March 31, 2005
Max Sawicky Reports on Brookings
Max Sawicky reports from the Brookings Institution:
MaxSpeak, You Listen!: GUNFIGHT AT THE
BROOKINGS CORRAL: "Dean Baker and Paul Krugman presented their paper, co-authored with Brad DeLong, on 'Asset Returns and Economic Growth,' at the Brookings Institution today. They lay out the problem of what makes a logically consistent scenario of economic growth, in terms of assumptions on interconnected variables, including labor force growth, productivity, immigration, stock prices, returns on equity, etc. N. Gregory Mankiw, late of the President's Council of Economic Advisers, acted as discussant.
The authors zero in on 4.5 percent as the most plausible estimate of future returns to stock ownership. This tracks closely with the 4.6 of Robert Shiller, discussed here previously. When you include this in a diversified portfolio that has bonds and government securities, the average rate of return is much lower than the numbers routinely thrown around by privatization snake oil salesmen.
The paper discusses how plausible economic growth elsewhere does not change the basic scenario, a previously neglected subject.
Mankiw gave me a Groucho Marx moment -- as in, 'who are you going to believe, me or your own two eyes? -- by suggesting that the connection between stock returns and Social Security privatization was spurious. So why, you may ask, are the President and Vice Pres . . . Oh never mind.
Mankiw also accused the authors of Galbraithian lack of faith in 'corporate capitalism,' due to what he construed as their assumptions about corporate dividend policy. This was good timing, since there happens to be an event at Brookings next week about Galbraith and his life's work.
Nobody in the room (about 50 heavy-weight economists) sided with Mankiw's comments. Robert Gordon and Benjamin Friedman made fun of him. Gordon for Mankiw's New Republic article, where Mankiw cited the investment opportunities of the Harvard faculty as a model for working people. Friedman noted that he was implicitly attacking George W. Bush for mixing up the issue of Social Security privatization with that of solvency.
Gordon is much more optimistic about economic growth than the Social Security trustees. This suggests better stock market performance, but it also means the Trust Fund balances persist for much longer than 2041. He said 'the big deal here is immigration.' He went on to point out that a modest assumption about immigration meant a huge difference for labor force size in the long run.

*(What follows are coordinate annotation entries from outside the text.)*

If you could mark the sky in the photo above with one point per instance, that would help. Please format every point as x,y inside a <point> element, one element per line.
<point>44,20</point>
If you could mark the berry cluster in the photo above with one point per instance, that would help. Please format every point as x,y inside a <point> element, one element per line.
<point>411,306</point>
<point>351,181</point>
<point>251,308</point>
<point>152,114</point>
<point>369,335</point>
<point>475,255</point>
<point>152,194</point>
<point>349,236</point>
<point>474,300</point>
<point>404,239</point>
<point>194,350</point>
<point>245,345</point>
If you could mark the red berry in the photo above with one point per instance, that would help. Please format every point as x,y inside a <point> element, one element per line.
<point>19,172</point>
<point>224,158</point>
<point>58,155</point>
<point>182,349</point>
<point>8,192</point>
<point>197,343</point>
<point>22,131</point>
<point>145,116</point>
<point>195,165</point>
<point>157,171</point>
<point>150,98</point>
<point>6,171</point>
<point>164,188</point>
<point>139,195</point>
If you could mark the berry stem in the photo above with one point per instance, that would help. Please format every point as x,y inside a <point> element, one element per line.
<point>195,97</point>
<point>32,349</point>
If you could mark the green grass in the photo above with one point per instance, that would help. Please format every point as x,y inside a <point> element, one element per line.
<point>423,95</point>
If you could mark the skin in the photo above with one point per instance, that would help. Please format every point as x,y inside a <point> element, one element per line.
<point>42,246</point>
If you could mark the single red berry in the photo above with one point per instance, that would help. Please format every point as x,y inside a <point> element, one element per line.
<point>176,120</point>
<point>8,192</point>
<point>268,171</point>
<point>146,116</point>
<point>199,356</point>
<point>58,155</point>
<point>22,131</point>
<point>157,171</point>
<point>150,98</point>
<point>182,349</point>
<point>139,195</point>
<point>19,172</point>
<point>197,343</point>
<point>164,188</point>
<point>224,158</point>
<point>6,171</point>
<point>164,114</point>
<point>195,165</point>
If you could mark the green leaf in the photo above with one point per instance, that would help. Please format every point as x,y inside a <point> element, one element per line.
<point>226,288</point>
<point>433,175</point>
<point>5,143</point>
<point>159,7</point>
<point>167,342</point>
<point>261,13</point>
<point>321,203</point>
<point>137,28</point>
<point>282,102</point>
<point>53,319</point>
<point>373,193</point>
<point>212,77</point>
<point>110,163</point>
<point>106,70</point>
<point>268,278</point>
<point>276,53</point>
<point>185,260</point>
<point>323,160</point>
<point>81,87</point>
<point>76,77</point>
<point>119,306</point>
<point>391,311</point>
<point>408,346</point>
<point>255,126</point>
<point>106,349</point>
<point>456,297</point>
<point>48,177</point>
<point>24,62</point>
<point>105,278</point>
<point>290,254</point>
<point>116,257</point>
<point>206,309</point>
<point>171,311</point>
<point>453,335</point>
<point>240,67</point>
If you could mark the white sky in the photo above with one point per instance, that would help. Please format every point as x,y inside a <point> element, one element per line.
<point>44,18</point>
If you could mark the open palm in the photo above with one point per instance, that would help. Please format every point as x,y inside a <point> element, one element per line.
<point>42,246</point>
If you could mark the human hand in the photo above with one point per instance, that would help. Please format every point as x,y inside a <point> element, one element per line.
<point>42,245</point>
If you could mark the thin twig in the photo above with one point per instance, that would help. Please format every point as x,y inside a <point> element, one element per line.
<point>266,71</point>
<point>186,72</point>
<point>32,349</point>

There was a fair degree of consensus, as there is in the literature, that privatization and solvency are two separate matters that don't have much to do with each other. Privatization -- not necessarily in the form proposed by the Bush Administration -- allows the individual to revel in his own risk-taking, enjoying the thrill of success and the agony of failure. It entails the replacement of social insurance with individual saving. You could be for this irrespective of whether the market rate of return is much higher than that under Social Security, or under riskless U.S. government bonds.

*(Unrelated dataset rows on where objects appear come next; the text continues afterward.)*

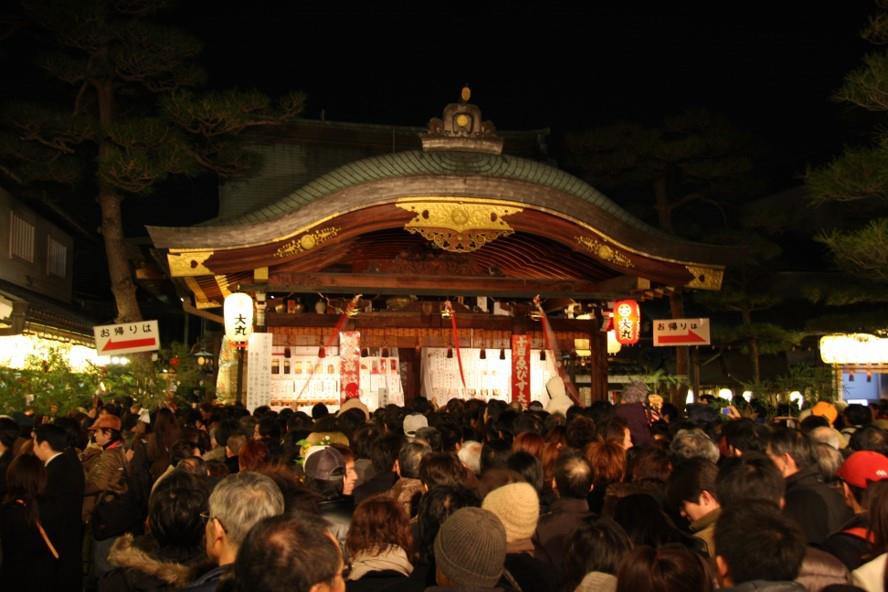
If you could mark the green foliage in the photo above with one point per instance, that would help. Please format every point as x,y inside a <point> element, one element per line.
<point>698,156</point>
<point>47,380</point>
<point>861,172</point>
<point>770,338</point>
<point>862,250</point>
<point>815,382</point>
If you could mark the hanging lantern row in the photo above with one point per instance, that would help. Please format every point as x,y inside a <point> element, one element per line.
<point>238,317</point>
<point>627,321</point>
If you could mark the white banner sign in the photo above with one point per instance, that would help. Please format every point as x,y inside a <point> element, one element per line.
<point>259,369</point>
<point>126,338</point>
<point>681,332</point>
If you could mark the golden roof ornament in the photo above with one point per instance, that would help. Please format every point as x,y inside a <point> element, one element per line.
<point>461,129</point>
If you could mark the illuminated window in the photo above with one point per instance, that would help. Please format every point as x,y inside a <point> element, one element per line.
<point>21,238</point>
<point>56,258</point>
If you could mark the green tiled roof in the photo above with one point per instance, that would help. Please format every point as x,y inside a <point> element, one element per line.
<point>418,163</point>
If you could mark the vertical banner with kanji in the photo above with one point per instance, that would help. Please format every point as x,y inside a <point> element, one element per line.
<point>350,365</point>
<point>521,369</point>
<point>259,369</point>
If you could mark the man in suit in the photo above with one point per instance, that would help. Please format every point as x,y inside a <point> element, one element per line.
<point>61,504</point>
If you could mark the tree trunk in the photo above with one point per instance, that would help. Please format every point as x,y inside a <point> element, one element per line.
<point>753,348</point>
<point>119,269</point>
<point>661,203</point>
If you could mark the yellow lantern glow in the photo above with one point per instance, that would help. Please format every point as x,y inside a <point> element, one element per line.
<point>855,348</point>
<point>238,316</point>
<point>613,345</point>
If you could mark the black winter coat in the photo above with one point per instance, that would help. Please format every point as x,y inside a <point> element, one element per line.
<point>60,509</point>
<point>817,508</point>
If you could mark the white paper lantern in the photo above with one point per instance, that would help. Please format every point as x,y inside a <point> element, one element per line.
<point>613,345</point>
<point>238,316</point>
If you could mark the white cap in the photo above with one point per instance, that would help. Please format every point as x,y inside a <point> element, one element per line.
<point>413,422</point>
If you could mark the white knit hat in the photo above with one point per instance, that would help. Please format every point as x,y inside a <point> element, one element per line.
<point>518,508</point>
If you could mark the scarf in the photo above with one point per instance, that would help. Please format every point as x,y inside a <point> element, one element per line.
<point>391,559</point>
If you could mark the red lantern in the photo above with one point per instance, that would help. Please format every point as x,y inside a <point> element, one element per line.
<point>627,321</point>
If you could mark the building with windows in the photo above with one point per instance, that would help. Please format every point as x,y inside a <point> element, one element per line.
<point>36,279</point>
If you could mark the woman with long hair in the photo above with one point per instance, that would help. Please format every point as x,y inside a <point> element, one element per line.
<point>378,544</point>
<point>159,443</point>
<point>670,568</point>
<point>29,556</point>
<point>608,461</point>
<point>593,555</point>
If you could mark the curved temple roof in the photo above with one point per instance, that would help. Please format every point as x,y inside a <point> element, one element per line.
<point>459,193</point>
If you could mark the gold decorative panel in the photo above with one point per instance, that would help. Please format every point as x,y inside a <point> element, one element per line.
<point>705,278</point>
<point>306,242</point>
<point>189,264</point>
<point>459,227</point>
<point>604,251</point>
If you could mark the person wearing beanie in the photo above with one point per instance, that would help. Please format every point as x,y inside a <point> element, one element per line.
<point>631,408</point>
<point>470,549</point>
<point>518,508</point>
<point>826,410</point>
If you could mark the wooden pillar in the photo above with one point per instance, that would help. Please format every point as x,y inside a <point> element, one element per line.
<point>598,369</point>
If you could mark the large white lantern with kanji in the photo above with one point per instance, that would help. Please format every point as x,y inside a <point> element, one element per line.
<point>238,317</point>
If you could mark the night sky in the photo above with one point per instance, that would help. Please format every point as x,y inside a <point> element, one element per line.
<point>771,67</point>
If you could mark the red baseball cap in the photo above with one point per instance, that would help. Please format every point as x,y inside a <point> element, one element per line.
<point>106,421</point>
<point>863,467</point>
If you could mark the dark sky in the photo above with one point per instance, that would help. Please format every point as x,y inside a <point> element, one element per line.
<point>770,66</point>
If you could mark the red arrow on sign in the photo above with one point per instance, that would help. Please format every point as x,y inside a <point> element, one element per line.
<point>115,345</point>
<point>690,337</point>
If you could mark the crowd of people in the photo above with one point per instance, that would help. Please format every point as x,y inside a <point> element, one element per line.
<point>476,496</point>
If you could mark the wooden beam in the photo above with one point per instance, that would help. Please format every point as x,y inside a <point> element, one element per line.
<point>445,285</point>
<point>418,320</point>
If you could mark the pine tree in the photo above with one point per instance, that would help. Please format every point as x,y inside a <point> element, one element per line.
<point>129,116</point>
<point>860,174</point>
<point>693,160</point>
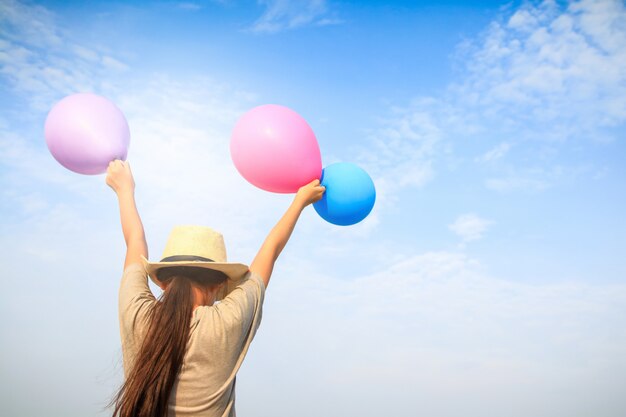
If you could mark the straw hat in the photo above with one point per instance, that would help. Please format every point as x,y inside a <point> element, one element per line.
<point>198,246</point>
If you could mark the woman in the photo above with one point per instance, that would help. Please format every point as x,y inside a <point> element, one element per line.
<point>182,352</point>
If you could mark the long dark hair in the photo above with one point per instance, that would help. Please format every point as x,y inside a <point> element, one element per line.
<point>146,391</point>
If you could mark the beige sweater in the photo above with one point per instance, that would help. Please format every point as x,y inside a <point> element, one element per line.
<point>218,342</point>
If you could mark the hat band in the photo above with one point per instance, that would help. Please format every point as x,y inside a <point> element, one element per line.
<point>184,258</point>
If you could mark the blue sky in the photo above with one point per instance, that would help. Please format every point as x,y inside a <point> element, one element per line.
<point>489,278</point>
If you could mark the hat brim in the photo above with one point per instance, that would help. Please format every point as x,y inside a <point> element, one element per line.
<point>236,272</point>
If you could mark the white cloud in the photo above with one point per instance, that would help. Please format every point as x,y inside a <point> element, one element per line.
<point>541,74</point>
<point>432,328</point>
<point>550,66</point>
<point>494,154</point>
<point>282,15</point>
<point>470,227</point>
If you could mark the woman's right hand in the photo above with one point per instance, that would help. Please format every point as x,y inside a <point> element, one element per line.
<point>119,177</point>
<point>310,193</point>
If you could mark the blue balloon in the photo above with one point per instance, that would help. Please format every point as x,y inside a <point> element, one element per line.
<point>349,196</point>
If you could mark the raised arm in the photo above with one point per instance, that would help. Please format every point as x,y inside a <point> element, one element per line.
<point>120,179</point>
<point>263,263</point>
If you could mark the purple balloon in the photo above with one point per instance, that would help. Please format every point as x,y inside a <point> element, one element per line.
<point>84,132</point>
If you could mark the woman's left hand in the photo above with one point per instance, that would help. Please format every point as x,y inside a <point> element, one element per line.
<point>119,177</point>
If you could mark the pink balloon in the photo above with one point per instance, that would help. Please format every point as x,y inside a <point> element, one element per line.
<point>275,149</point>
<point>84,132</point>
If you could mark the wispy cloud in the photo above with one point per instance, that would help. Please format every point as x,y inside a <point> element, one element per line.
<point>557,68</point>
<point>470,227</point>
<point>548,74</point>
<point>435,326</point>
<point>282,15</point>
<point>494,154</point>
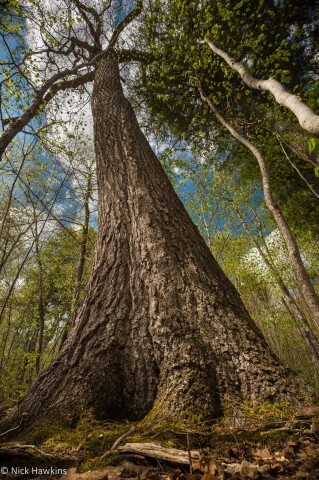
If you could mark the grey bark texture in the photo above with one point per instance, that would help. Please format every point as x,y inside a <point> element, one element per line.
<point>162,329</point>
<point>306,117</point>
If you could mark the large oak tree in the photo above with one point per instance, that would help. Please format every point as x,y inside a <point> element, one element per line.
<point>162,331</point>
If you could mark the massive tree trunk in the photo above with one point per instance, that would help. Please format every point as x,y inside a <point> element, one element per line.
<point>162,329</point>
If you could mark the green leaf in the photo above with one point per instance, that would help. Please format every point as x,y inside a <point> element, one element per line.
<point>313,145</point>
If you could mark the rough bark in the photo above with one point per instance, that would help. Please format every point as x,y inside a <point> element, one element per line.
<point>162,329</point>
<point>306,117</point>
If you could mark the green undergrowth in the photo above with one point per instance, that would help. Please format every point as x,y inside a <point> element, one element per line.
<point>244,423</point>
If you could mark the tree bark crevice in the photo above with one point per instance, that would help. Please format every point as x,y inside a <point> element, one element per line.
<point>162,331</point>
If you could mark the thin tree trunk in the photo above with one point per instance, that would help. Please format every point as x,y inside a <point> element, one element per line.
<point>301,322</point>
<point>81,262</point>
<point>162,331</point>
<point>307,118</point>
<point>41,309</point>
<point>302,278</point>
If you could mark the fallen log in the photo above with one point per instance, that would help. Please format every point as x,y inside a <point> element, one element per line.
<point>159,452</point>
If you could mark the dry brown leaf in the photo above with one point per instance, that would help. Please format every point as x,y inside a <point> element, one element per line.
<point>263,453</point>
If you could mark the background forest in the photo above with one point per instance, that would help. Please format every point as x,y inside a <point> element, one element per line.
<point>48,183</point>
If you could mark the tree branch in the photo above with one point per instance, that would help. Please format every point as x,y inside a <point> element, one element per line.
<point>306,117</point>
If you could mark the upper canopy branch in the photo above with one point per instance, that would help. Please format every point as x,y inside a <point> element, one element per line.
<point>307,118</point>
<point>62,81</point>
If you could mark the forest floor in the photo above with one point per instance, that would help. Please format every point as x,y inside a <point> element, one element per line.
<point>249,447</point>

Solvency or 'pre-funding' is the grim task of matching the present value of future spending to future receipts, mostly by reducing benefits. An irony of this is that 'solvency' proposals typically take a burden that is otherwise spread over all future generations and concentrate it on . . . why, on you, dear reader. As long as you're under 55. The people who have been told they benefit the most from 'privatization' are precisely the ones who get screwed the worst.

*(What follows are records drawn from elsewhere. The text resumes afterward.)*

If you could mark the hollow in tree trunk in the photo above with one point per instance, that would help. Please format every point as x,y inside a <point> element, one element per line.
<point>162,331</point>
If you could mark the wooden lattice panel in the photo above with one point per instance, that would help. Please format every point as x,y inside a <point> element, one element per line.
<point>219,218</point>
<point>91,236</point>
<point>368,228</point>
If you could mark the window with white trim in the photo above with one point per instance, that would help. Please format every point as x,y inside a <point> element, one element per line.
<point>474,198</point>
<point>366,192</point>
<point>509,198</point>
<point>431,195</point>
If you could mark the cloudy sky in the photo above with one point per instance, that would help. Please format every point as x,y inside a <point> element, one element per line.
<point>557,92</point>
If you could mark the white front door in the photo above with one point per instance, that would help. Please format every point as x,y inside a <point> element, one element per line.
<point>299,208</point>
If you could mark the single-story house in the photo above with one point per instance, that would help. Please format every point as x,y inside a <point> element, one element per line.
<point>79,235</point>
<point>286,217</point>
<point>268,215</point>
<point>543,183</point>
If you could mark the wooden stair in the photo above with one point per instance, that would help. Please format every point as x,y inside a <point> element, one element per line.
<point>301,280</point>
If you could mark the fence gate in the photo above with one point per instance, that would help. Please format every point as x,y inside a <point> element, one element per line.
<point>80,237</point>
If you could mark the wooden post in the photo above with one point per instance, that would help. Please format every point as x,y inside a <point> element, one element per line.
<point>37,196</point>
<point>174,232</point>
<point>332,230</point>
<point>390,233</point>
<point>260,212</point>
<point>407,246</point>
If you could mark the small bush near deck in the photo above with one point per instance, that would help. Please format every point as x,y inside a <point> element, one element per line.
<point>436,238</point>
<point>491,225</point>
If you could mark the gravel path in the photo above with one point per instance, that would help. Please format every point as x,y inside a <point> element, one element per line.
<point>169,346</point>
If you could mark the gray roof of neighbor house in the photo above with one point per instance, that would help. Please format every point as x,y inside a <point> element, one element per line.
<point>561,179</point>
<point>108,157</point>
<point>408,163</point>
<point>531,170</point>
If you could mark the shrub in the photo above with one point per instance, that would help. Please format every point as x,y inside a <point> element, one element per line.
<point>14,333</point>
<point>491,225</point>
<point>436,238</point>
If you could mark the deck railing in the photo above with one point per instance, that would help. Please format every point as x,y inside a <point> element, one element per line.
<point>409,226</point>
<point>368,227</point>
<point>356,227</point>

I met Mankiw afterwards. He wasn't too familiar with this site, which was predictable and is probably just as well. I told him I quoted him periodically. He was pleased.
Most of the conference was on some crazy little thing called the current account deficit, which maybe could cause interesting problems in the future.
So Mankiw didn't even say that a 3% real clawback on private accounts is too high? That the clawback rate should be matched to the actual Treasury borrowing rate?
Bob Gordon is--as is almost invariably true--smart. Raising immigration by 0.3% of the workforce every year wipes out nearly half of the 75-year Social Security deficit.